One of the ways bankers make profits is by giving out of loans. Consequently, it is the same way through which banks make losses if the lender fails to pay. For that accountability reason, artificial intelligence is the newest tech to hit the banking arena as a method to gauge how responsible borrowers are before they can get a loan.
In finance, fraud can come in many forms, from simple misinformation (such as using a relative’s address instead of mine) to serious felonies such as money laundering and identity theft. Artificial intelligence can detect anomalies during the digital application process and identify fraud attempt such as inputting multiple social security numbers.

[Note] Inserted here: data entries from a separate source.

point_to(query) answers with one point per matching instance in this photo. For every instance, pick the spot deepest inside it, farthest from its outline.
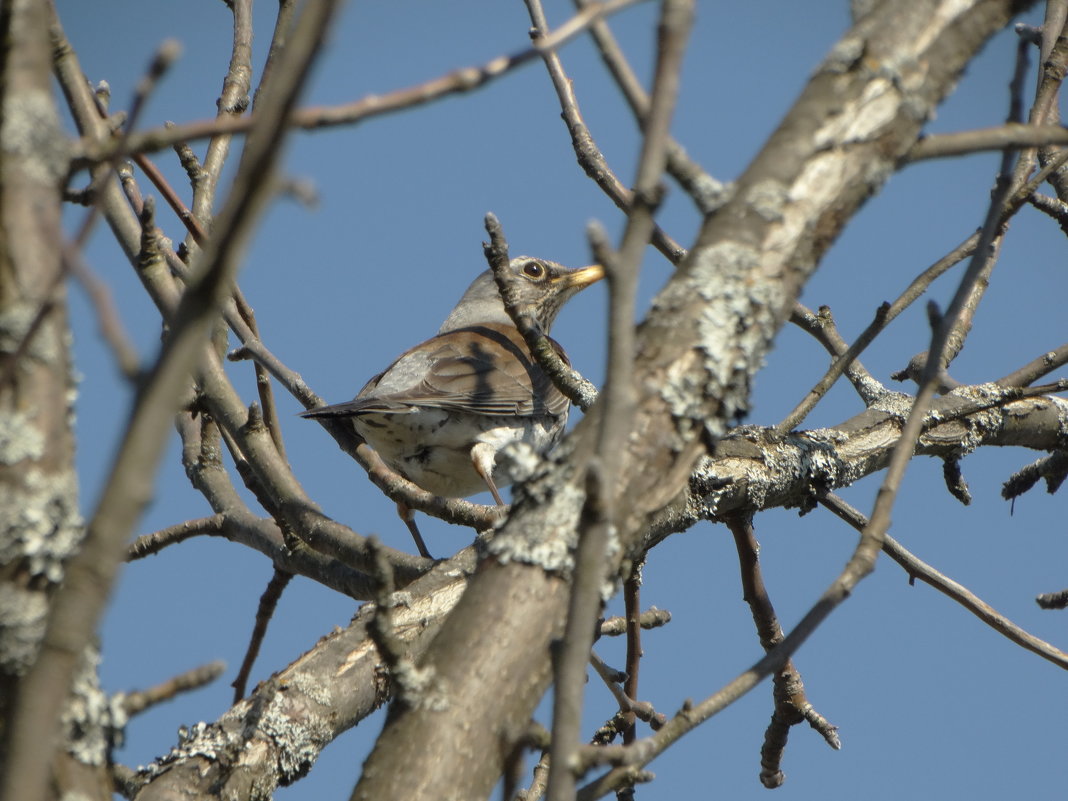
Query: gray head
(544, 285)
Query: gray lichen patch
(41, 522)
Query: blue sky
(929, 701)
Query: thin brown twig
(585, 150)
(920, 569)
(628, 705)
(166, 55)
(650, 618)
(265, 610)
(705, 190)
(632, 599)
(616, 403)
(77, 606)
(791, 704)
(457, 81)
(138, 701)
(996, 138)
(148, 545)
(885, 315)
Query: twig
(650, 618)
(268, 602)
(1053, 600)
(126, 356)
(616, 405)
(1036, 368)
(148, 545)
(585, 150)
(628, 706)
(309, 119)
(886, 314)
(631, 599)
(705, 190)
(90, 574)
(791, 705)
(920, 569)
(1052, 468)
(138, 701)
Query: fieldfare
(442, 411)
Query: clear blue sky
(930, 703)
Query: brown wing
(481, 370)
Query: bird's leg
(483, 457)
(408, 516)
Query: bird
(444, 409)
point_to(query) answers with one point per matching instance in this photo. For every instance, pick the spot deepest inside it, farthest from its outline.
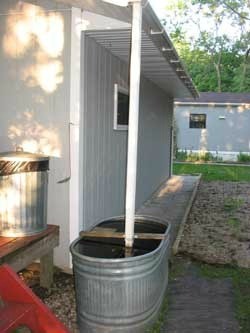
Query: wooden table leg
(47, 270)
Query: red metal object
(22, 307)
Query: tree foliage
(213, 37)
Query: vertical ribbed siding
(105, 149)
(23, 203)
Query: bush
(243, 158)
(184, 156)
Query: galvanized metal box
(23, 193)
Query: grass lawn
(214, 172)
(241, 283)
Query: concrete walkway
(196, 304)
(172, 202)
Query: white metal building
(64, 92)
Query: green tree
(216, 60)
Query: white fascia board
(211, 104)
(74, 188)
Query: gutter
(152, 27)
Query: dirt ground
(60, 299)
(218, 227)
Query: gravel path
(218, 227)
(61, 299)
(199, 305)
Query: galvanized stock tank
(23, 193)
(115, 293)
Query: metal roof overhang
(159, 61)
(162, 67)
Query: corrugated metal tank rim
(114, 262)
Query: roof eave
(151, 25)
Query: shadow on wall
(34, 137)
(31, 31)
(34, 39)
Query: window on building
(121, 108)
(197, 120)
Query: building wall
(34, 94)
(229, 135)
(105, 149)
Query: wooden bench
(22, 251)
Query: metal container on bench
(121, 295)
(23, 193)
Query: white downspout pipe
(135, 73)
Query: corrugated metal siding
(28, 113)
(230, 134)
(156, 111)
(104, 149)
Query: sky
(159, 7)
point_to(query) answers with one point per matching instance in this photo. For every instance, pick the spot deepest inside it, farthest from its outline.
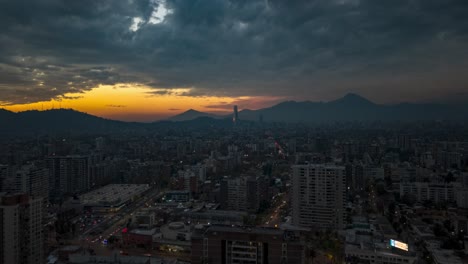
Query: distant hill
(353, 107)
(192, 114)
(59, 121)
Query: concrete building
(318, 196)
(21, 229)
(243, 193)
(112, 197)
(68, 174)
(228, 244)
(371, 253)
(425, 191)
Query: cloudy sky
(148, 59)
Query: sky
(144, 60)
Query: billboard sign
(399, 245)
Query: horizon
(225, 112)
(152, 58)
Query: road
(113, 223)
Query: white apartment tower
(319, 196)
(21, 229)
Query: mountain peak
(352, 98)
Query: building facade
(318, 196)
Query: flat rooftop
(112, 194)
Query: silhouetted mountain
(353, 107)
(191, 114)
(58, 121)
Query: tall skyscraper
(235, 117)
(318, 196)
(68, 174)
(21, 229)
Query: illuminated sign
(399, 245)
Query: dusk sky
(145, 60)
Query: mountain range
(351, 107)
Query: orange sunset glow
(139, 103)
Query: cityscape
(233, 132)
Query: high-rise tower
(235, 117)
(318, 196)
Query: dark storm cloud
(309, 49)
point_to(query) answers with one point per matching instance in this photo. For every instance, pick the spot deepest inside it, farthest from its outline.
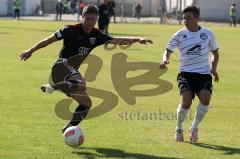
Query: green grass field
(31, 129)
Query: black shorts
(194, 82)
(61, 71)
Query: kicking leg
(202, 109)
(182, 112)
(84, 101)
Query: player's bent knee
(205, 97)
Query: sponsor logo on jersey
(203, 36)
(92, 41)
(84, 50)
(196, 50)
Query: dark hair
(195, 10)
(90, 9)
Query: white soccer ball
(73, 136)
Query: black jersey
(77, 42)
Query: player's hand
(25, 55)
(163, 65)
(145, 41)
(215, 74)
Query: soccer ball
(73, 136)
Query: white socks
(181, 116)
(199, 115)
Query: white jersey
(194, 49)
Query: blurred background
(214, 10)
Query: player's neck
(87, 30)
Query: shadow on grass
(116, 153)
(225, 149)
(129, 34)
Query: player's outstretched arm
(215, 59)
(130, 40)
(45, 42)
(166, 58)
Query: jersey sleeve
(213, 43)
(103, 38)
(63, 33)
(173, 43)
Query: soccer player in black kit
(78, 41)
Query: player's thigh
(186, 99)
(80, 95)
(204, 97)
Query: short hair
(90, 9)
(195, 10)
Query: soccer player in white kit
(194, 43)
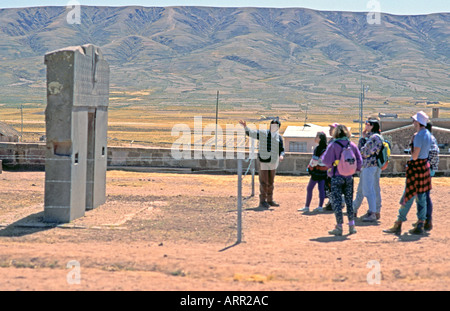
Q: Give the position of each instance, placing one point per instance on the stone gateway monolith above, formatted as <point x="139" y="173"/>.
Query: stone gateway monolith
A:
<point x="76" y="127"/>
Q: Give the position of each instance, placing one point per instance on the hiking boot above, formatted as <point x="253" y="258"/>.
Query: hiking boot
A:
<point x="369" y="217"/>
<point x="328" y="207"/>
<point x="263" y="204"/>
<point x="418" y="229"/>
<point x="336" y="231"/>
<point x="396" y="229"/>
<point x="428" y="225"/>
<point x="273" y="203"/>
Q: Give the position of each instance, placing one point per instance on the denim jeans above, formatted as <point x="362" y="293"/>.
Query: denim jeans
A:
<point x="370" y="178"/>
<point x="342" y="186"/>
<point x="309" y="190"/>
<point x="421" y="202"/>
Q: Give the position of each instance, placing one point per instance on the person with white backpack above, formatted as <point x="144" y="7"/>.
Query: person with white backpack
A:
<point x="344" y="159"/>
<point x="370" y="146"/>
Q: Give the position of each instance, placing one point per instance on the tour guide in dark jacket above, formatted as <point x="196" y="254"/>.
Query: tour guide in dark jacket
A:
<point x="271" y="152"/>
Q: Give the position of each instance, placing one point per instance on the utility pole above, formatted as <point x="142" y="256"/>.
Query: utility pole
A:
<point x="217" y="115"/>
<point x="362" y="96"/>
<point x="21" y="126"/>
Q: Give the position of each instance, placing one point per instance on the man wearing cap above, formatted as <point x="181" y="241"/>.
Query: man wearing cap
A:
<point x="418" y="178"/>
<point x="271" y="152"/>
<point x="329" y="205"/>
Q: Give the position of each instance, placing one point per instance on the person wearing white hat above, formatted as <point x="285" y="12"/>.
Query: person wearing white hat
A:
<point x="418" y="177"/>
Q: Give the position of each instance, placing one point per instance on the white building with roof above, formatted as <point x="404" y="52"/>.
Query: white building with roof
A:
<point x="301" y="138"/>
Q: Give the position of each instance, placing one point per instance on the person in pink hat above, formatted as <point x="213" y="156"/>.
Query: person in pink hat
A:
<point x="418" y="177"/>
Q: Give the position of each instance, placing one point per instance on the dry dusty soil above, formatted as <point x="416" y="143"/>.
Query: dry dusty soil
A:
<point x="170" y="232"/>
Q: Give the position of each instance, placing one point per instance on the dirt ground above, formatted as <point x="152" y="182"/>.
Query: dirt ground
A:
<point x="178" y="231"/>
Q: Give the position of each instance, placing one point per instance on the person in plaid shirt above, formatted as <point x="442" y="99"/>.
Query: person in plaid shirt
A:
<point x="418" y="178"/>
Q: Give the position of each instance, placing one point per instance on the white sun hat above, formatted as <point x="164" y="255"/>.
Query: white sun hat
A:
<point x="421" y="117"/>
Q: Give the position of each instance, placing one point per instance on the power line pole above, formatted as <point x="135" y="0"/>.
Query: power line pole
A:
<point x="21" y="126"/>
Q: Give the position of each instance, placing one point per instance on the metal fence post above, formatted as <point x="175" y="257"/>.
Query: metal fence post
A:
<point x="252" y="163"/>
<point x="239" y="203"/>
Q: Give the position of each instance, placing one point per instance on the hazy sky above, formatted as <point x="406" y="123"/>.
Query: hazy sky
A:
<point x="402" y="7"/>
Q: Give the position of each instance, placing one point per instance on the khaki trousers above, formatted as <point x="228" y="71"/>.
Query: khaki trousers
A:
<point x="266" y="184"/>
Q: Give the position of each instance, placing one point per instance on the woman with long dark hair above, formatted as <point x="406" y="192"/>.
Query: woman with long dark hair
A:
<point x="370" y="146"/>
<point x="318" y="172"/>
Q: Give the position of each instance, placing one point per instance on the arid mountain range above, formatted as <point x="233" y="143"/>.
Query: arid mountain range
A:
<point x="249" y="54"/>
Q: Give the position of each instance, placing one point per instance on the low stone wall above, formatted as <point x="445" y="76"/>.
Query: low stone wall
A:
<point x="32" y="156"/>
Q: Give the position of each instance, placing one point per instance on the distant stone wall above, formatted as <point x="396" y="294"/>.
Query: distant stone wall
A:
<point x="32" y="156"/>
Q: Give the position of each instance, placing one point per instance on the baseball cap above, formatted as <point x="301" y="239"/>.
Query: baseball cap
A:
<point x="421" y="117"/>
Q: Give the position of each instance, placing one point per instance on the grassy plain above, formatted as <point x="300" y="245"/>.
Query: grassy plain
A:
<point x="145" y="118"/>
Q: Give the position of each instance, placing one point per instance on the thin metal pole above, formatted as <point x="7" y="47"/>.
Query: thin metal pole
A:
<point x="217" y="115"/>
<point x="21" y="127"/>
<point x="252" y="161"/>
<point x="239" y="205"/>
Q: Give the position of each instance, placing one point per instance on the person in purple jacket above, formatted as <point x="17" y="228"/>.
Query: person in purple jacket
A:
<point x="341" y="184"/>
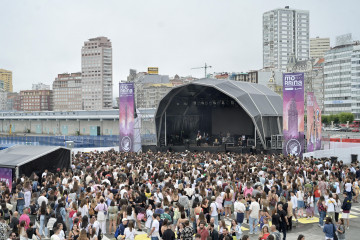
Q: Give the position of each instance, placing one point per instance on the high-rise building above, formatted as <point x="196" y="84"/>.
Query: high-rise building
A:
<point x="40" y="86"/>
<point x="342" y="77"/>
<point x="6" y="78"/>
<point x="285" y="34"/>
<point x="96" y="74"/>
<point x="319" y="46"/>
<point x="36" y="100"/>
<point x="67" y="90"/>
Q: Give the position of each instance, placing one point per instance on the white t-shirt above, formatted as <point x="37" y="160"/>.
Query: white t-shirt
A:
<point x="155" y="225"/>
<point x="255" y="208"/>
<point x="330" y="203"/>
<point x="348" y="187"/>
<point x="129" y="234"/>
<point x="213" y="208"/>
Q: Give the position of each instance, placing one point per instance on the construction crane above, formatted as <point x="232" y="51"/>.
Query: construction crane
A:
<point x="205" y="68"/>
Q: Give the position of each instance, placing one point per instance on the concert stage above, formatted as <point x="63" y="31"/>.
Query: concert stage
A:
<point x="208" y="113"/>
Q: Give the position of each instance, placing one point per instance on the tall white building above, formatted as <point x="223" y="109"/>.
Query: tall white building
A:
<point x="342" y="78"/>
<point x="319" y="46"/>
<point x="285" y="34"/>
<point x="40" y="86"/>
<point x="96" y="74"/>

One fintech company operating in South Africa and fast spreading across the globe “MyBucks” is revolutionizing money lending using the lending operation. The technology allows the company to offer loans even to the unbanked at a 30 to 40% rate for long-term installments.
The idea behind the operation is an artificial intelligence named Jessica which analyzes the customer’s bills history from all devices the customer had used to determine whether they had committed fraud before or failed to pay a loan. The fintech company allows even the unbanked to only use their phones as banks with a loan processing speed of up to 15 minutes.